The process for making a dovetailed box can be broken up into stages. The first is the “why” of the project which can range from “I want to try and cut a dovetail” to “I want to build a faithful reproduction of a William & Mary Highboy with all the trimmings”. The point is there is a target that will guide your decisions on a macro scale. Lumber species, stock selection, joinery style, and the rest will be guided by the Why of your project.
For this post, the Why will be a box to house your complete collection of whatsits (nameless things), and it will be joined by through dovetails.

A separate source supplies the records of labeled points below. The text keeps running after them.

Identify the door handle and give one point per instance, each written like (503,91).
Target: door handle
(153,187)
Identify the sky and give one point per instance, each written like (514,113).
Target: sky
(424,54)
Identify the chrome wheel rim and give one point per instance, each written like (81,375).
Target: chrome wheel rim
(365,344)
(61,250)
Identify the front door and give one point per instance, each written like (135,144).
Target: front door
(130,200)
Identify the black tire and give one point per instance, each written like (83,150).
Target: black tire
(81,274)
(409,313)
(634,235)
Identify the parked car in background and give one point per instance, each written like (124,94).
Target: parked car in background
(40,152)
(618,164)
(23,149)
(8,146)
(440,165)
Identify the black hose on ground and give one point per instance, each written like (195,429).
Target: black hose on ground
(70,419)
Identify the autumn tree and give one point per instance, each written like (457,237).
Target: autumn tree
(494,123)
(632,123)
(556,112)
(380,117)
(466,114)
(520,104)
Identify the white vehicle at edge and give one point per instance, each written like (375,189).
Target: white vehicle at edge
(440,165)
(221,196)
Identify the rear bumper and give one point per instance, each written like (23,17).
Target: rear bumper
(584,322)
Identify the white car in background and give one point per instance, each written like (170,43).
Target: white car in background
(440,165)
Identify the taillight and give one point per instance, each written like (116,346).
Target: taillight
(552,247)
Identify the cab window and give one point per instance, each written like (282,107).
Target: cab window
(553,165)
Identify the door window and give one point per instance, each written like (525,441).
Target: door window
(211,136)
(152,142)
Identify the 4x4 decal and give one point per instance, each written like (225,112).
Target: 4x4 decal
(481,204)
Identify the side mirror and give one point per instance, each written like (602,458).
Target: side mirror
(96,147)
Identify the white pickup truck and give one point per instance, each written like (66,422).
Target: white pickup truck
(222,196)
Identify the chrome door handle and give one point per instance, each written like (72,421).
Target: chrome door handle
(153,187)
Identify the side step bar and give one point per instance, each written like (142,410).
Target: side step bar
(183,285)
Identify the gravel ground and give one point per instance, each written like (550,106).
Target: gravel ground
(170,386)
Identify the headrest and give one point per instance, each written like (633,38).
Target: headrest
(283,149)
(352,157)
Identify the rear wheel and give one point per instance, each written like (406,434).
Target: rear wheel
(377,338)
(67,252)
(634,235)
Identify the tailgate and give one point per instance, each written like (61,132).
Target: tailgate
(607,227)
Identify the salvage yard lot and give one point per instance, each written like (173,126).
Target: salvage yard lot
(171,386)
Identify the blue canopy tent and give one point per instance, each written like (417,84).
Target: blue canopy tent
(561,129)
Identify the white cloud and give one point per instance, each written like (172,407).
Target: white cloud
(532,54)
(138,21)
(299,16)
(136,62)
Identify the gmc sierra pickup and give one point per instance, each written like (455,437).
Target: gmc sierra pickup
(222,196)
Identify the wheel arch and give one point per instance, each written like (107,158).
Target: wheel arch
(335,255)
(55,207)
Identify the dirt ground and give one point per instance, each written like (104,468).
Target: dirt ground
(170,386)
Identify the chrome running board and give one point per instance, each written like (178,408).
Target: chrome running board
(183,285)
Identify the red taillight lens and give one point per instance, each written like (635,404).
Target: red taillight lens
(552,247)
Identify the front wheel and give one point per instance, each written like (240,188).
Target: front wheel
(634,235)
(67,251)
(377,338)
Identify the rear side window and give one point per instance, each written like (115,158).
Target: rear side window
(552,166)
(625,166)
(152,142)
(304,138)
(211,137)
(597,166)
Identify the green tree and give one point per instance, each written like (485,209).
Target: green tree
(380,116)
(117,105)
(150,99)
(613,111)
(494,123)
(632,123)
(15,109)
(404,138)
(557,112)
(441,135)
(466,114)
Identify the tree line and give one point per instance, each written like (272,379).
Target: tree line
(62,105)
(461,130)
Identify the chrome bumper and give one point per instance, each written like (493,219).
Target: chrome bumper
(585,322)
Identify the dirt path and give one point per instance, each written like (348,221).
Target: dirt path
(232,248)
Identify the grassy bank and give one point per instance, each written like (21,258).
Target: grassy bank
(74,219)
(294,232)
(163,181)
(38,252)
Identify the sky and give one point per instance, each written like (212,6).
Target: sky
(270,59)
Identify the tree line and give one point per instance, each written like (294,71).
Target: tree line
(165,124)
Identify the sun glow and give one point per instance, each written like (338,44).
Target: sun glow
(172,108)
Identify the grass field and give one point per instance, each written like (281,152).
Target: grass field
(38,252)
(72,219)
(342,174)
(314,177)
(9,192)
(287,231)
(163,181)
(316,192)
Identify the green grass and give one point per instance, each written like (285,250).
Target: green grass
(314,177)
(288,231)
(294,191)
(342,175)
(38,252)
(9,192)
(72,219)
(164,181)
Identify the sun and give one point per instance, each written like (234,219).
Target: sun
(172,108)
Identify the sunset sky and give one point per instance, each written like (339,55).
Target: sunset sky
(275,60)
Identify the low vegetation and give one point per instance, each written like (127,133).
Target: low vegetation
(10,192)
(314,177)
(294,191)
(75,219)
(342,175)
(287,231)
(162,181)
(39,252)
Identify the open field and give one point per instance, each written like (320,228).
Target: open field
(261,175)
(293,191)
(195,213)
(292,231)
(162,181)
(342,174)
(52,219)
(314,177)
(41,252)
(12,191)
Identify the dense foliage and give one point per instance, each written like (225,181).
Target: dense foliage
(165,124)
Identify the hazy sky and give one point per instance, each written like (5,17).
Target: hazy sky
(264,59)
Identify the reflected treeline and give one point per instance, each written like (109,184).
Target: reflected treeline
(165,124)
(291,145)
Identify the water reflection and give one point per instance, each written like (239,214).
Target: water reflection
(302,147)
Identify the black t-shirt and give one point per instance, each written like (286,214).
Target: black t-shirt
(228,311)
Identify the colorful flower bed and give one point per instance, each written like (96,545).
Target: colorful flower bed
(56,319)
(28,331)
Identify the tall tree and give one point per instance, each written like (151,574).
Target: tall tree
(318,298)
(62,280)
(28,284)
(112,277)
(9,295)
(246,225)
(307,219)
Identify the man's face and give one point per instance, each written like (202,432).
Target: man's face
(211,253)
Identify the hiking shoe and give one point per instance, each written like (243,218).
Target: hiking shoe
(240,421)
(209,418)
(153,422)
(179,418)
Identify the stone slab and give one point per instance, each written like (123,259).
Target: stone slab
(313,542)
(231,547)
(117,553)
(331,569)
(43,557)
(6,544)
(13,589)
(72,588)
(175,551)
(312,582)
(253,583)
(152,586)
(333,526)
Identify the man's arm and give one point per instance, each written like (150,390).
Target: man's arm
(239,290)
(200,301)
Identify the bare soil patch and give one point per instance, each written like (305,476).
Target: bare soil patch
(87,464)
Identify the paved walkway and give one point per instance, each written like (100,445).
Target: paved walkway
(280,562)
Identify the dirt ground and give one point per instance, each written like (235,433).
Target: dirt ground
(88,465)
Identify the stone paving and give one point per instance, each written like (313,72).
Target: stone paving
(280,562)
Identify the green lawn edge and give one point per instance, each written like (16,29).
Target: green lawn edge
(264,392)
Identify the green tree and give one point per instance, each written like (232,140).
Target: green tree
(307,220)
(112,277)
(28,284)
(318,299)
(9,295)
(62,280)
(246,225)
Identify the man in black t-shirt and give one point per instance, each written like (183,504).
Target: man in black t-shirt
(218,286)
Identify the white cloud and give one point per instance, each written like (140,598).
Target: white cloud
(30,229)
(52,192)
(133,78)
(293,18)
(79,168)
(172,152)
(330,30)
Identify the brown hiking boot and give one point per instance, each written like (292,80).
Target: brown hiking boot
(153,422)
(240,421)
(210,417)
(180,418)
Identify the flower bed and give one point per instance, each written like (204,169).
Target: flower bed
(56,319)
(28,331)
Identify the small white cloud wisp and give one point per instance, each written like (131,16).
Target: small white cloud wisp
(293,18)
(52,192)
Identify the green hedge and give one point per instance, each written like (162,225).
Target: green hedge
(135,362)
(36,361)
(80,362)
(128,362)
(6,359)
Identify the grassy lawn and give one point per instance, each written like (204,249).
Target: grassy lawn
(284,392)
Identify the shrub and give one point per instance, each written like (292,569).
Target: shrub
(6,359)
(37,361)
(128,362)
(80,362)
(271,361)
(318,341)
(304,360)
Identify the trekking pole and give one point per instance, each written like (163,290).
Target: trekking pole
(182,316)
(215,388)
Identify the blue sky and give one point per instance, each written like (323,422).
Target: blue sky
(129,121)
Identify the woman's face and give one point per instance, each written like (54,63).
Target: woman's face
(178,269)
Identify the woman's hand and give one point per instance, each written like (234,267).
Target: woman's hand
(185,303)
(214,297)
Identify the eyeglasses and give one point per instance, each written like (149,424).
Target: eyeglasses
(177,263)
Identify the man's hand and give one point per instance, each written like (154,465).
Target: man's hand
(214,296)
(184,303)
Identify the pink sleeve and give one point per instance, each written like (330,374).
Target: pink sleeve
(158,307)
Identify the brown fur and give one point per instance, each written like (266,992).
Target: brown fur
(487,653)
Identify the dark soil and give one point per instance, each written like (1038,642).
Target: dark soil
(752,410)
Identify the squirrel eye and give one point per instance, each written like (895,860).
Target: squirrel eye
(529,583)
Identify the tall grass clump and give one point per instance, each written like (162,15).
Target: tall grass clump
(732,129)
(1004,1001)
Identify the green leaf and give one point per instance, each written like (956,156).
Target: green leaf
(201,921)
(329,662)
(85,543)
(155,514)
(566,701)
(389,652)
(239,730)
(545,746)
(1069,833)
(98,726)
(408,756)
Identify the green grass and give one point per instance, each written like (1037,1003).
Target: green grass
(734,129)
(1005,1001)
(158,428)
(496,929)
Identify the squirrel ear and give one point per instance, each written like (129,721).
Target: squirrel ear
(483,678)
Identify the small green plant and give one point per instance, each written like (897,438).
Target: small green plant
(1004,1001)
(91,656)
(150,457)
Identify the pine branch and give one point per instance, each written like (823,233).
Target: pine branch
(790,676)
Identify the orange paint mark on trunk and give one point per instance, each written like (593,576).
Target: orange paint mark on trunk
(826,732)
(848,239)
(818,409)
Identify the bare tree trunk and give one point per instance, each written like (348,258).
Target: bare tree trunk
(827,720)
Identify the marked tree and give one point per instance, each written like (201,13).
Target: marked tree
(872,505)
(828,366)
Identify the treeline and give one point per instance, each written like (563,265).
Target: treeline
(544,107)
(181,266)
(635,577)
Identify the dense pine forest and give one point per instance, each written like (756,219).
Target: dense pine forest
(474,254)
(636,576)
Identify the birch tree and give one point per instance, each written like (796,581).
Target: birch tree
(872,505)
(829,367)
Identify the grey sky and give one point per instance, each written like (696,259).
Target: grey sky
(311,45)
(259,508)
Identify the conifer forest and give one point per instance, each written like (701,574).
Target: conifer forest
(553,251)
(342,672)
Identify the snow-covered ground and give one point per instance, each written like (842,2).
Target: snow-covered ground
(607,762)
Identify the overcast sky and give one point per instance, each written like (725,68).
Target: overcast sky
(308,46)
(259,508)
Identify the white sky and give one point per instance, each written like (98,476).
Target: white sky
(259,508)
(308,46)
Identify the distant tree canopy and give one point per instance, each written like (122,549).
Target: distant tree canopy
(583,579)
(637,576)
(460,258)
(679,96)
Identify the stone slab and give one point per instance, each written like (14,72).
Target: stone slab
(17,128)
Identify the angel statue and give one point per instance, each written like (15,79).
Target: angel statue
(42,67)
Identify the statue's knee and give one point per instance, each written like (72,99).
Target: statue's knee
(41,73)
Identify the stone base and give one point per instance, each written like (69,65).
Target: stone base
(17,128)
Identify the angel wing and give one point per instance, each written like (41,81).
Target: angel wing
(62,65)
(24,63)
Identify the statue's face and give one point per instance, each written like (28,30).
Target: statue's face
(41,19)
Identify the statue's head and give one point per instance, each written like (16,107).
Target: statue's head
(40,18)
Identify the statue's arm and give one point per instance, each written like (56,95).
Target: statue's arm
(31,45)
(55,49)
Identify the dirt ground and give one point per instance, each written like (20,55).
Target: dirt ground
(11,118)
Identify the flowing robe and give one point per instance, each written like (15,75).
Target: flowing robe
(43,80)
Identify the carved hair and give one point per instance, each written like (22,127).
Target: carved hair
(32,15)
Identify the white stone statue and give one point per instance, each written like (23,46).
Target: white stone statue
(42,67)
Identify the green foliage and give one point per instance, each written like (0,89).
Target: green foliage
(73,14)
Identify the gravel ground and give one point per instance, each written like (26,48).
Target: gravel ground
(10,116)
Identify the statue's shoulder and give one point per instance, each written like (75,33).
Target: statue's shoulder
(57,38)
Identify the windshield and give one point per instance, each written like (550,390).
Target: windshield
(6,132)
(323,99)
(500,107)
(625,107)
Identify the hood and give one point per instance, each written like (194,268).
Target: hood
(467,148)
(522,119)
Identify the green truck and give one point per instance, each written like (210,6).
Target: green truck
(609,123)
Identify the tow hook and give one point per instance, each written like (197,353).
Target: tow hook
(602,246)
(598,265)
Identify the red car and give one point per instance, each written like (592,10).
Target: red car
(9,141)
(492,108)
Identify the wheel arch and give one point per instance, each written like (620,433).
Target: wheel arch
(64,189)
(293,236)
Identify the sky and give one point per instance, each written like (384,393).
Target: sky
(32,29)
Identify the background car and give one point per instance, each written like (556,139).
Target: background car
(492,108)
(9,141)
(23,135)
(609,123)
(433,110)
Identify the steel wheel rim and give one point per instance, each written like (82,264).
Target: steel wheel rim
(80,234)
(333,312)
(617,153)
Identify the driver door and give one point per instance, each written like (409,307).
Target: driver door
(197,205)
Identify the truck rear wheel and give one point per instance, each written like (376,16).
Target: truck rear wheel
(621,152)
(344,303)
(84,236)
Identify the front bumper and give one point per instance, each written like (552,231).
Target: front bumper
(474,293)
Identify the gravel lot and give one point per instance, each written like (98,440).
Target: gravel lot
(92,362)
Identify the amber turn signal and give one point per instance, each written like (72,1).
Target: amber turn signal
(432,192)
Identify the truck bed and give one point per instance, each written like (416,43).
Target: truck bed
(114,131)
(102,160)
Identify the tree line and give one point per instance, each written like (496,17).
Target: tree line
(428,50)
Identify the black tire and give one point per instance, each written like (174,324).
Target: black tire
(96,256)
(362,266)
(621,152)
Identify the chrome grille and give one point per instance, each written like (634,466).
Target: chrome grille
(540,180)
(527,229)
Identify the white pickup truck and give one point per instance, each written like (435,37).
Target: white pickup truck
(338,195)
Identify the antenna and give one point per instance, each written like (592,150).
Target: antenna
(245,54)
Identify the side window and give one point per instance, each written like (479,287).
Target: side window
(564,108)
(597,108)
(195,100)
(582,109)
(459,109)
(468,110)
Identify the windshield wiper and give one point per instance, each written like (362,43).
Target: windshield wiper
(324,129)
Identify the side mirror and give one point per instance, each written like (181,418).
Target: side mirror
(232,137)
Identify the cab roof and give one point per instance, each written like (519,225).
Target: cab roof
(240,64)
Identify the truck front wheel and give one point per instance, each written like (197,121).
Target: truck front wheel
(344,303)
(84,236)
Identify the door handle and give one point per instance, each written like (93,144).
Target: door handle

Creating The Dovetail Box Parts
Once you’ve decided on through dovetails (and told at least one woodworker friend so you can’t back out), things get easier before they get harder. All of the parts for the box will be full size. Because the joints all go through the full thickness of their respective mating parts a 10 X 18 inch box will require two 10 inch parts and two 18 inch parts…easy-peasy. Size the height of your box to fit your tallest whatsit you will store in it, and allow for a top and bottom. The parts should be the same width and thickness, with all edges dressed square and true – “four-squared” some call it.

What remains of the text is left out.